For over a decade Zhang has been working on his evolving Digital Object/ Triangulation Series, which is inspired as much by the Taoist philosophy of spontaneity as it is by the parametricism movement, which he first encountered in 2009 as a visiting researcher at London’s Architectural Association.
The irony is that the designs of one of his origami-like chairs and tables are created in just a couple of seconds of digital processing, but are then painstakingly constructed using traditional hand-welding and polishing technique over a couple of months.
Through this on-going series, Zhang’s aim is to perfectly combine design function with a naturalistic growth process using computer algorithms, as he puts it, expose “the natural beauty of digital logic.”
Yuan Yuan: “Light Fan” screen with “Stone Vision” chaise longue, “Stone Vision” armchair and “Water Lily” coffee table by Yuan Yuan for Ruyi, 2015
Yuan Yuan thinks the obsession with historic Song and Ming furniture forms is a mistake because they tend to reflect a combination of Confucianism and Manchu imperial power, and therefore represent only a very small element of Chinese culture.

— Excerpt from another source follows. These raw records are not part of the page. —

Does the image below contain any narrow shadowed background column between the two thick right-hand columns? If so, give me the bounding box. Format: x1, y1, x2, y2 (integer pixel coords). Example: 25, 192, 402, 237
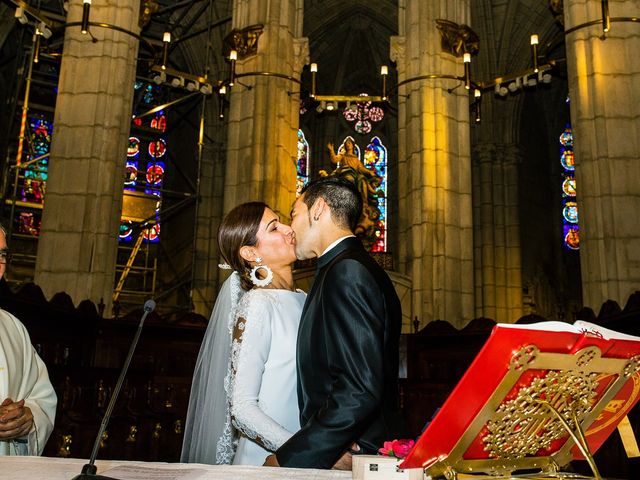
473, 144, 522, 322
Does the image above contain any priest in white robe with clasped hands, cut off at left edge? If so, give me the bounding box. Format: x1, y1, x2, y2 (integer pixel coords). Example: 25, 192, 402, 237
0, 225, 57, 456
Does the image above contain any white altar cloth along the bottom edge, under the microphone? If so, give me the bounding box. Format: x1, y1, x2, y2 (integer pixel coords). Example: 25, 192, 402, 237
0, 456, 351, 480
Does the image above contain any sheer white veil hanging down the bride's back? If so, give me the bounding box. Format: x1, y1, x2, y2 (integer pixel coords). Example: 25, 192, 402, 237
180, 272, 244, 464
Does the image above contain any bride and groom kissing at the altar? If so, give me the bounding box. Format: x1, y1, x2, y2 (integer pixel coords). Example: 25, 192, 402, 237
181, 177, 401, 469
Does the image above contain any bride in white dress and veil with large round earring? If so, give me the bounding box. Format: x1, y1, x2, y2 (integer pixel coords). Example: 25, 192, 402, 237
181, 202, 306, 465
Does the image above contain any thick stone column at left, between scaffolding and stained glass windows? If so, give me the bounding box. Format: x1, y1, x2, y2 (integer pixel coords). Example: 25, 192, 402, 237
35, 0, 140, 312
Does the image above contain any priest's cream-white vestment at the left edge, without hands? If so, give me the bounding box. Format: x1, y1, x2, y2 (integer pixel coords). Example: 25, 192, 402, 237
0, 309, 57, 455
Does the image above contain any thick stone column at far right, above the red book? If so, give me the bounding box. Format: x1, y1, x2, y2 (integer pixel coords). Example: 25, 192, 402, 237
564, 0, 640, 309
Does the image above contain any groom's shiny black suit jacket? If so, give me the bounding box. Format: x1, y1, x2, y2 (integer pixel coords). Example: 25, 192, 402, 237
276, 237, 402, 468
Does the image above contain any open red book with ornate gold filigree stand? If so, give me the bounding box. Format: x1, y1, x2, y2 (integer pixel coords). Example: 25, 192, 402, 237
400, 321, 640, 478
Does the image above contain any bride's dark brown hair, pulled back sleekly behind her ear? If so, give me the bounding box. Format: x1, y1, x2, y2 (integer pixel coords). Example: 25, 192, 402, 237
218, 202, 269, 290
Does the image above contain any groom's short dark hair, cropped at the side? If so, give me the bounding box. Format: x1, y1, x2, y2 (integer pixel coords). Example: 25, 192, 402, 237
302, 176, 362, 232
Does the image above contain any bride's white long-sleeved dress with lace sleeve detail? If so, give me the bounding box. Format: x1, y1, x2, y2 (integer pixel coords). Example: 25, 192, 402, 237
225, 289, 306, 465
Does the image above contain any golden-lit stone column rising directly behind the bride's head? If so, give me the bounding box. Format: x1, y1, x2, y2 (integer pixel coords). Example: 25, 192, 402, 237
224, 0, 309, 217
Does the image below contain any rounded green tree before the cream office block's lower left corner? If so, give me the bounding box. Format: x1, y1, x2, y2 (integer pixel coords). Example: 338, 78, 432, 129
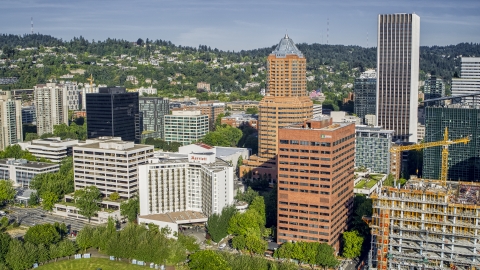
74, 186, 102, 222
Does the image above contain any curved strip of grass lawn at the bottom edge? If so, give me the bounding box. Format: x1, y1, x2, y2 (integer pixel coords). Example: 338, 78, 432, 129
37, 258, 150, 270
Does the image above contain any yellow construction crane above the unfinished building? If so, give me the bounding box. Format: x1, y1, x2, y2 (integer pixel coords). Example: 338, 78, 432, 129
390, 127, 470, 186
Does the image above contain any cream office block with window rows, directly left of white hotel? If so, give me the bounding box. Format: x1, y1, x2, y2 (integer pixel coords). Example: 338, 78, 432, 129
73, 137, 153, 199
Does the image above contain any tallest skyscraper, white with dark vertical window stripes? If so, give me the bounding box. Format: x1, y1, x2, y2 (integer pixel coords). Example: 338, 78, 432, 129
376, 13, 420, 143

In terms of her own highly sculptural designs, Yuan prefers to draw inspiration from a wider cultural landscape in order to create work that references ancient and traditional Chinese themes, while also being perfectly suited to today’s lifestyles.
Her goal is to build a more internationally appealing language of contemporary Chinese design that will enrich people’s lives.
Her Light Fan screen cleverly incorporates traditional rigid, scallop-shaped fans into its construction, while her Stone Vision chaise-longue references literati culture, in that interestingly shaped rocks, known as gonshi, were traditionally used for contemplative purposes by scholars and were considered essential items in their study rooms.
Many of her designs are inspired by the strong connection between Chinese culture and the natural world. As Yuan explains, “I believe nature is an enduring theme that serves as a bridge between the past and the future, the East and the West.”